Wolin, la isla polaca que esconde entre playas las armas secretas de Hitler

A primera vista, Wolin parece un destino de vacaciones más del litoral polaco. Playas del Báltico, bosques frondosos, acantilados y pueblos costeros. Pero bajo esta postal turística hay una historia mucho más oscura (y sorprendente). En el interior de la isla todavía se pueden encontrar los restos de uno de los proyectos de armas más extraños de la Alemania nazi: la V-3, un enorme cañón que los ingenieros de Hitler querían convertir en un arma capaz de bombardear ciudades a cientos de kilómetros.

El lugar es Zalesie, cerca de Międzyzdroje, dentro del actual parque nacional de Wolin. Durante la Segunda Guerra Mundial, el ejército alemán instaló allí un campo secreto de pruebas para experimentar con la V-3, conocida como la "Stonoga", o ciempiés, por su característica estructura. No era un cohete como la V-2 ni una bomba voladora como la V-1, sino un cañón de dimensiones extraordinarias.

La idea era tan ambiciosa como poco convencional. La V-3 utilizaba una sucesión de cargas explosivas situadas a lo largo del cañón para ir acelerando el proyectil a medida que avanzaba. El modelo más grande probado en Wolin tenía unos 130 metros de largo. Según la información del museo dedicado al arma, los alemanes construyeron tres instalaciones experimentales en Zalesie, de 60, 80 y 130 metros.

Los nazis querían atacar Londres

El proyecto formaba parte de la llamada "arma de represalia" nazi y el objetivo final era poder atacar Londres desde la costa francesa.
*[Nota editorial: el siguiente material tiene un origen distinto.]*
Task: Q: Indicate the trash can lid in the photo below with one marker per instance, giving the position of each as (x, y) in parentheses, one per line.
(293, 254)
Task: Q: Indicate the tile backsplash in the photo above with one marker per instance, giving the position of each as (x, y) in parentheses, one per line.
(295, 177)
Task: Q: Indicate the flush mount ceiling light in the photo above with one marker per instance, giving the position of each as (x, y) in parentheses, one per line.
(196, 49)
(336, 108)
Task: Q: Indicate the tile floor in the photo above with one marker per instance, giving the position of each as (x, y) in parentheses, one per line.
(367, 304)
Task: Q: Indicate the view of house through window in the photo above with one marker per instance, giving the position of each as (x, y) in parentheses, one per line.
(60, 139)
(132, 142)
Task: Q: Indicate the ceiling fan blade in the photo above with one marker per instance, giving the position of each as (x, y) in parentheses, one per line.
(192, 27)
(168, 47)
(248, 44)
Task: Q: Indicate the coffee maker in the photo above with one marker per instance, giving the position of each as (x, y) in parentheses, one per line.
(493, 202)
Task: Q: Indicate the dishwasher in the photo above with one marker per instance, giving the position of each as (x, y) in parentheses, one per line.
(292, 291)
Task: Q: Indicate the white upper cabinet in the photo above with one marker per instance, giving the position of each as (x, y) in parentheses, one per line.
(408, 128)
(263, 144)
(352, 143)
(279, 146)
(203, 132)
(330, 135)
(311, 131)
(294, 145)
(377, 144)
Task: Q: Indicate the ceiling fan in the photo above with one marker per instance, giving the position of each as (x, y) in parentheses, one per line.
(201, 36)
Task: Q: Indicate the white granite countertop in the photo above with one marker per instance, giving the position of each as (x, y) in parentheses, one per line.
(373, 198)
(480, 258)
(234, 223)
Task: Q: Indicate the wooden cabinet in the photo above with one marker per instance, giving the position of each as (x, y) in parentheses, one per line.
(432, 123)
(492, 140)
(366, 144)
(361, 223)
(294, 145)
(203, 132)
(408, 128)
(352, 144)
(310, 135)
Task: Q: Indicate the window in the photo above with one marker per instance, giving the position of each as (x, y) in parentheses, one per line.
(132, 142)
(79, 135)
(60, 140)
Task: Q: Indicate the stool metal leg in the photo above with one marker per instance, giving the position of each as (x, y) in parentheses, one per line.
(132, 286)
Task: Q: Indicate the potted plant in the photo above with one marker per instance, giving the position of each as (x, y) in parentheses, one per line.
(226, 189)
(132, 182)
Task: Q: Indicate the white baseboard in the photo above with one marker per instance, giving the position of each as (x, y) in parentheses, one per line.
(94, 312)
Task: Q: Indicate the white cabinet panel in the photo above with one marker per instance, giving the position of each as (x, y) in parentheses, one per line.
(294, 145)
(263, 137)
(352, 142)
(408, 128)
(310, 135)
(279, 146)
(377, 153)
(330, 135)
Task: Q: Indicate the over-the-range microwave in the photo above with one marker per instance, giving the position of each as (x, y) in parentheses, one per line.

El proyecto, sin embargo, no llegó a cumplir las expectativas. Los bombardeos aliados afectaron a las instalaciones francesas previstas para desplegar el arma y, a finales de 1944, las pruebas se concentraron en modelos más pequeños. La V-3 llegó a utilizarse brevemente contra objetivos en Luxemburgo, pero sin el éxito que sus diseñadores habían imaginado.

En Wolin, en cambio, todavía queda el rastro. El museo de Zalesie ocupa un antiguo búnker donde se guardaban municiones y conserva una exposición dedicada al proyecto. En el entorno también se pueden ver los restos de las posiciones de tiro. Según el Parque Nacional de Wolin, en Zalesie todavía se conservan las estructuras de hormigón que sostenían los cañones V-3, así como un pequeño museo instalado en un antiguo búnker donde se almacenaban los proyectiles.

Pero reducir Wolin a su historia nazi sería perderse buena parte del encanto de la isla. Muchos siglos antes de la Segunda Guerra Mundial, este territorio ya era un lugar de paso y de intercambio. La ciudad de Wolin fue un importante centro comercial eslavo durante la Edad Media y algunos investigadores la han relacionado con Jomsborg, el mítico asentamiento asociado a los vikingos, aunque esta identificación sigue siendo discutida.

La historia entre el turismo y la naturaleza

Hoy, la historia queda encajada entre naturaleza y turismo. El Parque Nacional de Wolin, creado en 1960, protege bosques de haya, zonas húmedas, la costa báltica y algunos de los acantilados más espectaculares de Polonia. Es un paisaje que cuesta asociar con los experimentos militares que se hicieron allí hace ochenta años.

Pero el pasado militar de la isla y de sus alrededores no termina en Zalesie. En el extremo occidental de Wolin, junto a Świnoujście, se conserva otro testimonio de esta historia. Según el Ayuntamiento de Świnoujście, el complejo subterráneo conocido hoy como la Ciudad Subterránea comenzó como una batería de artillería costera construida por los alemanes en los años treinta. Después de la Segunda Guerra Mundial, el ejército polaco reconvirtió las instalaciones en un puesto de mando de reserva y conectó los antiguos búnkeres mediante casi un kilómetro de túneles.

Hoy, Wolin es una isla de playas, bosques y pueblos tranquilos. Pero bajo esa calma aún perduran las huellas de una historia marcada por el comercio, la guerra y algunos de los experimentos militares más ambiciosos del siglo XX.